WikiLeaks founder Julian Assange was released on bail at on Thursday, and vowed that he would continue his work.

Assange, whose WikiLeaks website has provoked U.S. rage by releasing diplomatic documents, was to be freed on $320,000 bail on Tuesday but remained in jail pending an appeal against the London City of Westminster Magistrates' Court ruling. London's High Court rejected the appeal on Thursday.

"I hope to continue my work and continue to protest my innocence in this matter and to reveal as we get it, which we have not yet, the evidence from these allegations," Assange said.

"If justice is not always an outcome, at least it is not dead yet," he added.

"WikiLeaks would like to thank all those who put up the bail money for Julian to be freed on bail, and to the supporters of WikiLeaks and free speech," the service said on its Facebook page.

The appeal was filled by the Britain's Crown Prosecution Service on behalf of the Swedish side as Sweden had no right to do so within the U.K.

Under the bail conditions Assange must wear an electronic tag, report to police every day and observe a curfew.
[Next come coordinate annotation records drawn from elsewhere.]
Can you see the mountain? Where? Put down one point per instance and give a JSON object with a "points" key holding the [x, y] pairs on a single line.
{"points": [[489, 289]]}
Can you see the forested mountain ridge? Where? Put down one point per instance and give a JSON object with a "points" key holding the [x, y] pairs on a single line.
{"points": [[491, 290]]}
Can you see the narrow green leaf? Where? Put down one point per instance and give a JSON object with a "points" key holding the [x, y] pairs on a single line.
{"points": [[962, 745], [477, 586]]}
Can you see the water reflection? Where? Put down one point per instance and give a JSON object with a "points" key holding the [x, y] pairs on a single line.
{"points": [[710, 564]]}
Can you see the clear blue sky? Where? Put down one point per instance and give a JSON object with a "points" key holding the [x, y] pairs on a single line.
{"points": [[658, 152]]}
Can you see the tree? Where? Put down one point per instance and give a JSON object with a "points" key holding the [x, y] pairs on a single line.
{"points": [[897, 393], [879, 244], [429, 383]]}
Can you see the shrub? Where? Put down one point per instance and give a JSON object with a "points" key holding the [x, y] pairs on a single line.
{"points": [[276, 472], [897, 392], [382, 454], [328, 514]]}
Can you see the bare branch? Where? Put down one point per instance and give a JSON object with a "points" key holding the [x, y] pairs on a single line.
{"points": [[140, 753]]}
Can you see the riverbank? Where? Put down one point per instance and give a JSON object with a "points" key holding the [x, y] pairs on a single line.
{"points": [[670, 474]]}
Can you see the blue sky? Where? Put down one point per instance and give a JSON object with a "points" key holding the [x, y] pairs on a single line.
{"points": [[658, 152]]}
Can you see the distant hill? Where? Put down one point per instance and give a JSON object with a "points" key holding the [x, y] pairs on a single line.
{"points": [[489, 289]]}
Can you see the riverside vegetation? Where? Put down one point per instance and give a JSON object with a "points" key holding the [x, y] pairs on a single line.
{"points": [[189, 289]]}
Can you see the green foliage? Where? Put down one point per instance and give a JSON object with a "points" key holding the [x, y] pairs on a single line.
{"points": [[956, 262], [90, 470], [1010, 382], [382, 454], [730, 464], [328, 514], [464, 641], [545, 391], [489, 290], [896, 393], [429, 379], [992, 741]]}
He is also obliged to stay at the Norfolk mansion of WikiLeaks supporter Vaughan Smith.

The United States could soon press espionage charges against Assange for authorizing the disclosure of secret U.S. diplomatic and military reports, his lawyer said last week.
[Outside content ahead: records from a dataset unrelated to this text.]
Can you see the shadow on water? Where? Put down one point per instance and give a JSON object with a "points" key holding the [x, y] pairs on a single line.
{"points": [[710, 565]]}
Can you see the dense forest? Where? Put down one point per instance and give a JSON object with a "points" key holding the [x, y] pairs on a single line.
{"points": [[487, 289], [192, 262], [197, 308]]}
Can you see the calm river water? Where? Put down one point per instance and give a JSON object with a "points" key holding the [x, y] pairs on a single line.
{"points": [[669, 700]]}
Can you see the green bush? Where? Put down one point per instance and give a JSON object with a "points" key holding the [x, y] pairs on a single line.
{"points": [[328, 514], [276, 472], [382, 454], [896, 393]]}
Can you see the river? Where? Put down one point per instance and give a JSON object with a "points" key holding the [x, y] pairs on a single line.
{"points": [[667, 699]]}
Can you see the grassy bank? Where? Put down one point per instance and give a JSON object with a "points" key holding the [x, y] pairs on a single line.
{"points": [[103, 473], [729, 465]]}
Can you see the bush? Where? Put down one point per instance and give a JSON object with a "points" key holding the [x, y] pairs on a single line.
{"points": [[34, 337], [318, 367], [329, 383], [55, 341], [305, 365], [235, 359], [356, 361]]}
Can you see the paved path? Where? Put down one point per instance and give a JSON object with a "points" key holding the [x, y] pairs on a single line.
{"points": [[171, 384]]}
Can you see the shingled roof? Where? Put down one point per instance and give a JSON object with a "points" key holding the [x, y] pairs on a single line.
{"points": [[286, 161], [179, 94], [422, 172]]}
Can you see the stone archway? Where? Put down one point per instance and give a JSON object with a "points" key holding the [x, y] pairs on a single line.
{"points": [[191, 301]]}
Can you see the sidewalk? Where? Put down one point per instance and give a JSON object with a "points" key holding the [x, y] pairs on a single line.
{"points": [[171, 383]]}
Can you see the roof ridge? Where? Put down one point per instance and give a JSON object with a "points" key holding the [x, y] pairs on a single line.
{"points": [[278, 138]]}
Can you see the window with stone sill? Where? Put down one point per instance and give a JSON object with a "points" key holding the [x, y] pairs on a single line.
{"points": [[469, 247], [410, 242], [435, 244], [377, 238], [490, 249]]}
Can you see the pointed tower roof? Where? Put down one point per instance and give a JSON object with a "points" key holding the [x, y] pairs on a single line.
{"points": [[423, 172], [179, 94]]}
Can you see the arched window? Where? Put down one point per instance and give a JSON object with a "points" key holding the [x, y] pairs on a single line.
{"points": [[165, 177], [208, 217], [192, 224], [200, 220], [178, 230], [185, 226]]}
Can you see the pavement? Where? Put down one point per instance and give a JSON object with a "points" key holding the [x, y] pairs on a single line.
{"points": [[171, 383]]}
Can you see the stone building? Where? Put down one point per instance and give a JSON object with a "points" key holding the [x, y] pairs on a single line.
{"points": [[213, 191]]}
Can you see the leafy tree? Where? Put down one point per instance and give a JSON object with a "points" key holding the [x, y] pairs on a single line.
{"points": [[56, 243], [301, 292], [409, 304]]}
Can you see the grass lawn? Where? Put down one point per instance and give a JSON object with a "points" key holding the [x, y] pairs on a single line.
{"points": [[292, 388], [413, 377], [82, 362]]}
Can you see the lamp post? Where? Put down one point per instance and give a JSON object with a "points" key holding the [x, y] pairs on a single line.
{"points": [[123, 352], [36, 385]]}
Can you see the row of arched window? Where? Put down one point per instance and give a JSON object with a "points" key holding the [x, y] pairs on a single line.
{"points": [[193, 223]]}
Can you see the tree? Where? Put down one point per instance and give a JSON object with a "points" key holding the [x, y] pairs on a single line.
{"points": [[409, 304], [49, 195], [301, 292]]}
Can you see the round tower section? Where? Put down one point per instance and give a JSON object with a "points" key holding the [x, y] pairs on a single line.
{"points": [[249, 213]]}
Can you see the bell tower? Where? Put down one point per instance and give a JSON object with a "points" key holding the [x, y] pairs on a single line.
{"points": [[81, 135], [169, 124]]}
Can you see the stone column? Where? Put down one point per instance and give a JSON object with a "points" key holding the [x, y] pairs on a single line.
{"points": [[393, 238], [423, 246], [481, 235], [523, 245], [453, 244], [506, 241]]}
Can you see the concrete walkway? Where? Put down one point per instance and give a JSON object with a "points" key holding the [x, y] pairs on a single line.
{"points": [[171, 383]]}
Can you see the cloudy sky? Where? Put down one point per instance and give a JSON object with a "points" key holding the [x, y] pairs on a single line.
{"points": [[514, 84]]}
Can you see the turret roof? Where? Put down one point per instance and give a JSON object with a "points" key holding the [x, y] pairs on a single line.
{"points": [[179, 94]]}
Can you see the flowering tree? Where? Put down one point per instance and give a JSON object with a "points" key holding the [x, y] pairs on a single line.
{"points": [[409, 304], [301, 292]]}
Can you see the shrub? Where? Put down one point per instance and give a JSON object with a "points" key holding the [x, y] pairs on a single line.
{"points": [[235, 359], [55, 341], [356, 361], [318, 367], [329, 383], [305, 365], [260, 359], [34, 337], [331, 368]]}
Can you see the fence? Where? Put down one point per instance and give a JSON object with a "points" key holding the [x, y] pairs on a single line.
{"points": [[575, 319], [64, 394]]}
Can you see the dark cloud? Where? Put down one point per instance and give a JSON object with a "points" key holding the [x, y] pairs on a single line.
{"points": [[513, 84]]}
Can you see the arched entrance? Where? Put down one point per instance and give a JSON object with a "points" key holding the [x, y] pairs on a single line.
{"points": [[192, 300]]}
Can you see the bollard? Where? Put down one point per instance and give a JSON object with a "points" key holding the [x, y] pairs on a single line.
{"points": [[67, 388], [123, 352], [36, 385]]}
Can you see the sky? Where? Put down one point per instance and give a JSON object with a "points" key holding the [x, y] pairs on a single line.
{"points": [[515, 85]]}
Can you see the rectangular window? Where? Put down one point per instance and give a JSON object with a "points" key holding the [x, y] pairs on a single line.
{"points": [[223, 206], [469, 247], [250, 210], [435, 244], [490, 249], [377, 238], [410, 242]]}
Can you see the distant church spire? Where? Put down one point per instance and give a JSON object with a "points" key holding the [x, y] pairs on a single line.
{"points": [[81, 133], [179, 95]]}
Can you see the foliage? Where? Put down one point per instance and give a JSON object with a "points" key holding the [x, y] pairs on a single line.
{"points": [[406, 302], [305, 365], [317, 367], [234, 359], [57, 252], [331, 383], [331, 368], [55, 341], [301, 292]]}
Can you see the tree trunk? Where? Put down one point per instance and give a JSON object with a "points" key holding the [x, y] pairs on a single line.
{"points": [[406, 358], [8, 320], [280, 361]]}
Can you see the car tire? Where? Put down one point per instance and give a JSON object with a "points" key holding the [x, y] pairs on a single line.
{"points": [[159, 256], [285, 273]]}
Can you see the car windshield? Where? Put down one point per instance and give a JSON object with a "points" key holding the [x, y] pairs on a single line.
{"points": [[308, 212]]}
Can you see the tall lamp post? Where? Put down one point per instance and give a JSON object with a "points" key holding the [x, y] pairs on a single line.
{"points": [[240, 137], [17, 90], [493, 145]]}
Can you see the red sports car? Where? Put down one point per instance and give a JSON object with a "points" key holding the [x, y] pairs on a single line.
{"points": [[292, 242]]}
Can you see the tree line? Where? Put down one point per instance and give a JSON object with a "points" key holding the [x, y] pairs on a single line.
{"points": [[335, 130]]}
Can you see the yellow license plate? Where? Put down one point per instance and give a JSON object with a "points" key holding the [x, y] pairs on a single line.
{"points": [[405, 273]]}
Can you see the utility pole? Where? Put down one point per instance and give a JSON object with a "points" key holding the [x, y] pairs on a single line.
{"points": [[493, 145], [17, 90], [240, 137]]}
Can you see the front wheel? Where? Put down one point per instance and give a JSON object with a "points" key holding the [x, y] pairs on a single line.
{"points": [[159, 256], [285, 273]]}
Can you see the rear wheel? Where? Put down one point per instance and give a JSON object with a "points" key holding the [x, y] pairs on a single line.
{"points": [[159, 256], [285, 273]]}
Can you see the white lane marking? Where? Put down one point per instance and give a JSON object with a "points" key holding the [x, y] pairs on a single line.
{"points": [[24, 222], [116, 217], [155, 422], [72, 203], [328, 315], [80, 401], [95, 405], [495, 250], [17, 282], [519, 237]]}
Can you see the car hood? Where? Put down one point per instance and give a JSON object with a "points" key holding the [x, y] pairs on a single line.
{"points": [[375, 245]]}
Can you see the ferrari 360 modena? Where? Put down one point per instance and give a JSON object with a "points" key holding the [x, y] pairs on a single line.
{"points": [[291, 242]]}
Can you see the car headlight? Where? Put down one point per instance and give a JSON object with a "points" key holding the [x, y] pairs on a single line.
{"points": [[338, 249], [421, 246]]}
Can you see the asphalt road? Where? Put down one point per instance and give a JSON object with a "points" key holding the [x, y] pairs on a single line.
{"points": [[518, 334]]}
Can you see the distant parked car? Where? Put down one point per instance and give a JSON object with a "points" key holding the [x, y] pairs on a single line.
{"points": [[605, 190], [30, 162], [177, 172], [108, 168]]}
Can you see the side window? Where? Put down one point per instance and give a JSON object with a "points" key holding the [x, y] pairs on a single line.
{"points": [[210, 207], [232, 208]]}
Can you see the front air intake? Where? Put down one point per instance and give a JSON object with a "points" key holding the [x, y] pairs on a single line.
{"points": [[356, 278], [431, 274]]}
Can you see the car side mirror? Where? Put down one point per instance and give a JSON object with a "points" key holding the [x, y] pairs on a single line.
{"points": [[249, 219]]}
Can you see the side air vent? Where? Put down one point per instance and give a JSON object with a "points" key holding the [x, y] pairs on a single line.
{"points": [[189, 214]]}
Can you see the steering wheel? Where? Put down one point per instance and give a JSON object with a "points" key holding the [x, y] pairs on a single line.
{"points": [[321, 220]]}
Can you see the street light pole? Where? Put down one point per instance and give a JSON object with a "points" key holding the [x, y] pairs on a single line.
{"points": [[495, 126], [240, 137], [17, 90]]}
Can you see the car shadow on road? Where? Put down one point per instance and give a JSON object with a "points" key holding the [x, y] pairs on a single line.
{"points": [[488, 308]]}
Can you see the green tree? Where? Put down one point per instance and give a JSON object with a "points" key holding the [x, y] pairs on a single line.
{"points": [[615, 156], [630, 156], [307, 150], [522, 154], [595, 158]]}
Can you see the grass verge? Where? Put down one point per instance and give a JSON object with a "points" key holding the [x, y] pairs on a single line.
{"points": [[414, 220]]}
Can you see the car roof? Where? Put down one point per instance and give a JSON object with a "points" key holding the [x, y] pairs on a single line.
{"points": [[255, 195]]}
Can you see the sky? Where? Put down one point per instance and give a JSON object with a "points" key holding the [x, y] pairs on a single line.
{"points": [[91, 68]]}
World leaders and diplomats have downplayed the impact of the leak of more than 250,000 confidential U.S. diplomatic cables by the WikiLeaks site, but many have questioned the benefit of the project, alleging that some of the leaks could "threaten lives."

Assange was arrested in London on December 7. His extradition to Sweden, where he is wanted on sex assault charges, is pending. Assange denies the allegations and is fighting the extradition, while his lawyers express fears that he could be then extradited to the United States, where Assange could face the death penalty for violation of the Espionage Act of 1917.

An unidentified Kremlin official told RIA Novosti that Assange should be nominated for the Nobel Prize.